Il cristianesimo ha ancora qualcosa da dire alle nostre società? A questa domanda cerca di rispondere La scommessa cattolica, il libro di Chiara Giaccardi e Mauro Magatti presentato a Milano con Massimo Recalcati, Julián Carrón e Mario Calabresi
Maurizio Vitali

«C’è ancora un nesso tra il destino delle nostre società e le vicende del cristianesimo?». Il sottotitolo sintetizza bene la questione che affronta La scommessa cattolica, scritto da Chiara Giaccardi e Mauro Magatti, docenti di Sociologia dell’Università Cattolica, da poco uscito per i tipi de il Mulino e presentato all'Auditorium San Fedele, in collaborazione con il Centro culturale di Milano, con la partecipazione dello psicoanalista Massimo Recalcati e Julián Carrón oltre che del giornalista Mario Calabresi in veste di moderatore.

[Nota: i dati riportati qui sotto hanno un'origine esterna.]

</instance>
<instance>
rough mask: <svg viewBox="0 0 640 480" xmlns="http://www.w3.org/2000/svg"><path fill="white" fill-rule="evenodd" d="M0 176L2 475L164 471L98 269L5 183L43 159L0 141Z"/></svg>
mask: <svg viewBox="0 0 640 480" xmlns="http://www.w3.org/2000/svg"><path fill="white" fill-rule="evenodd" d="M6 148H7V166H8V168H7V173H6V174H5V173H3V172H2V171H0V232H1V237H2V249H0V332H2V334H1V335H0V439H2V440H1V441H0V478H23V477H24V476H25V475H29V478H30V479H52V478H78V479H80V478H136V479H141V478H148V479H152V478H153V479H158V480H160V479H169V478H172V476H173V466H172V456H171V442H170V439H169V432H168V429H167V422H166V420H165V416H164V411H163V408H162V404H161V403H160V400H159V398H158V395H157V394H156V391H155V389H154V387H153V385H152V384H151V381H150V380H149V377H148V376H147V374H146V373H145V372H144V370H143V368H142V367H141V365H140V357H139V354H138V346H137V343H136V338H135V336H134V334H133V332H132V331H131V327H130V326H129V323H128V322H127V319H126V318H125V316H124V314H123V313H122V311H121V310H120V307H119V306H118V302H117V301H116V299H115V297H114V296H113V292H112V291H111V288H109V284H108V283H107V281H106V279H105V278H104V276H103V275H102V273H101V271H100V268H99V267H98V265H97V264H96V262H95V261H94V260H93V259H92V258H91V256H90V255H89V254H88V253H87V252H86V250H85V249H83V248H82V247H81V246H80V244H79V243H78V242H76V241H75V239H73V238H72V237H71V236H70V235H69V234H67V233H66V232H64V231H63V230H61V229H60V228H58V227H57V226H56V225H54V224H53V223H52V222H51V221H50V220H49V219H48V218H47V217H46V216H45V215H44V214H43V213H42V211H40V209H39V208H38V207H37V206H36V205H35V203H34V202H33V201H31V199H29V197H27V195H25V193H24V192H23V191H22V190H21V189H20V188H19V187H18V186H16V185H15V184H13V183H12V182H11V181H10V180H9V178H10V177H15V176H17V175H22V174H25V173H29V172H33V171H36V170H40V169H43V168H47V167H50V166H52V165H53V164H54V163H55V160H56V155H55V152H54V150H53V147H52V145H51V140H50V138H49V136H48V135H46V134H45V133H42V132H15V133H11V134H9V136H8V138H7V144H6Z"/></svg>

La domanda del sottotitolo, dunque. Sembra nutrirsi di quella di Gesù nel Vangelo di Luca: «Quando il figlio dell’uomo tornerà, troverà ancora la fede sulla terra?». E riecheggiare quella di Dostoevskij ne I demoni: «Un uomo colto, un europeo dei nostri giorni, può ancora credere, credere proprio, della divinità del figlio di Dio, Gesù Cristo?». Riecheggiarla, ma anche in qualche modo riposizionarla rispetto all’oggi. E l’oggi, la contemporaneità con cui il libro fa i conti è, nella sintesi di Calabresi, quella di un cristianesimo in crescita nel mondo e in calo tendente all’irrilevanza e all’afonia, in Europa. La “domanda” viene ridetta così: «Nel cielo vuoto dell’Europa c’è ancora spazio per la domanda di Dio?». Ovvero: «Come e con quali conseguenze si sta seccando la domanda di senso?».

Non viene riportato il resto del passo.